Vortragseinladung: 19.05.2010 – wie Erwerbslose neoliberal regiert werden

Chistian Schultz (Dipl. Psych., Soz.Päd.)
Erziehung zur Eigenverantwortung – wie Erwerbslose neoliberal regiert werden
Mittwoch, 19. Mai 2010, 19ct, Von Melle Park 5 (“Wiwi Bunker”) 0079

Nachdem bereits mit Jürgen Martschukat am Beispiel der 30er angeregt über die Effekte von Arbeitslosigkeit disktutiert wurde, trägt Mittwoch ein ausgewiesener Experte auf diesem Gebiet für die Gegenwart vor: Christian Schultz leitet die Solidarisch-Psycho-Soziale-Hilfe (SPSH), eine Beratungsstelle für Erwerbslose.
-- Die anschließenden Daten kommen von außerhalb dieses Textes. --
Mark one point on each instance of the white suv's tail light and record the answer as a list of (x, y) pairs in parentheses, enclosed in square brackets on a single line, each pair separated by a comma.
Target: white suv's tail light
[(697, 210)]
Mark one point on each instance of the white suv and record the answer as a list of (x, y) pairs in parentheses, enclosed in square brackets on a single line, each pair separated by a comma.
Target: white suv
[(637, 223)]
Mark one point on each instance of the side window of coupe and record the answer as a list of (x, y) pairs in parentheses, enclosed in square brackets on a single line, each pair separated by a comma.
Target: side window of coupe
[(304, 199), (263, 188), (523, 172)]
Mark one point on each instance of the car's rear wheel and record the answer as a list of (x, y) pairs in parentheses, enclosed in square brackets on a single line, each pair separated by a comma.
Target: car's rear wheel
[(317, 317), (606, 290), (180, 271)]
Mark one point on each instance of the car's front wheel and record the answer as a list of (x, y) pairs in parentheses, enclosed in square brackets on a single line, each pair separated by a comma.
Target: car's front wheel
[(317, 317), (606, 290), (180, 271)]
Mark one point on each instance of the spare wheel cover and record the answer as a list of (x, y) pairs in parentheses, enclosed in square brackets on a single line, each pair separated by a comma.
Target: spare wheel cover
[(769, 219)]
Daneben unterstützte er lange Jahre das studentische Seminar “Menschenbilder in der Psychologie” als Lehrbeauftragter.

Gleichwohl der Kritischen Psychologie (Berlin School of Critical Psychology) nahe, nutzt er auch poststrukturalistisches Theorieangebot, wir können uns also auf einen theoretisch fundierten Vortrag eines Praxiserfahrenen freuen.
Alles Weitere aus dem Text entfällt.